A KIDNEY BEAN SEED!!! And you know what? The stupid coat is like so difficult to peel...wish I had even longer fingernails. Luckily I remember the major part was the cotyledons while the protruding thing was a radical...not too bad. But the next experiment was worse!! I had to choose 40 brown and white rice seeds and had to measure each and every single one of their lengths! I felt so frustrated upon doing this. Think I'm going to fail my Biology practical!! Ah!! And there are 2 killer papers tomorrow (if you consider A Maths and English are)!! Seriously, I really fear that I can forget about the 3-month probation and about graduating this year.
What's worse, some people just do not understand how I feel! Recalling my conversation with him just makes me want to throw up blood! Fine, you say if I think I'm lousy, those people who are lazy should quit school long ago. But look, it's ok if you don't have high hopes about yourself, I do have. And quit telling me that my expectations are influenced by my parents because they're not. You know what? I'm fine with the fact that you don't study and like to switch girlfriends as frequent as you change your clothings, but don't ever tell me to relax my nerves and slack. Because I myself know the result if I do, and that is failure, which I simply cannot tolerate. So just shut up and for once at least try to empathise with me instead of chiding and giving nonsensical opinions!!
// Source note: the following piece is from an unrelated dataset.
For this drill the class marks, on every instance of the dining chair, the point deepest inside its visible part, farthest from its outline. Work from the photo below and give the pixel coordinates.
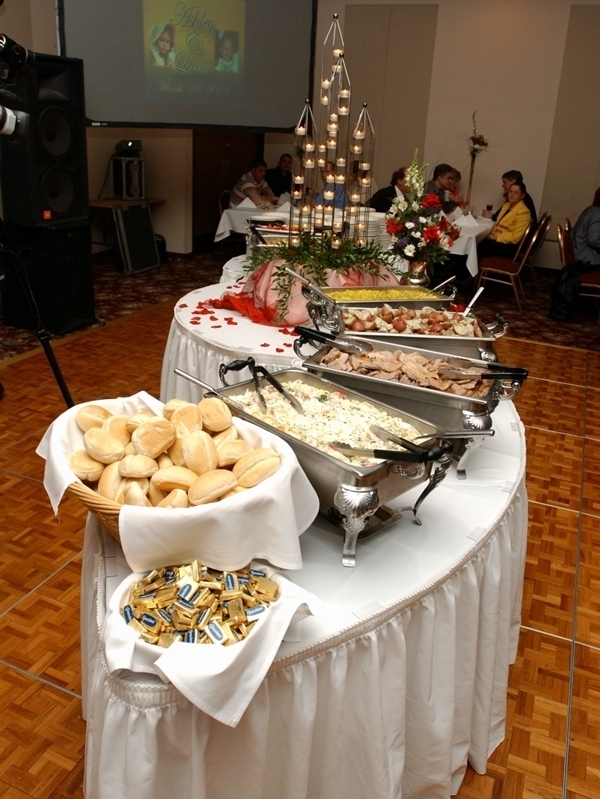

Received a postcard from Teens 4 Christ yesterday...it sure touched my heart...To Gabriel, Marissa, Marcus, Caleb, Uncle Samuel, Aunty Yvonne and Sybin jie jie: A million and one thanks and heartfelt gratitude to you guys!! Really appreciate the fact that I'm missed in church and also I'm not the only one going through this difficult and tiring road alone. Miss all of you too! Hopefully I can come for worship and fellowship after my Prelims.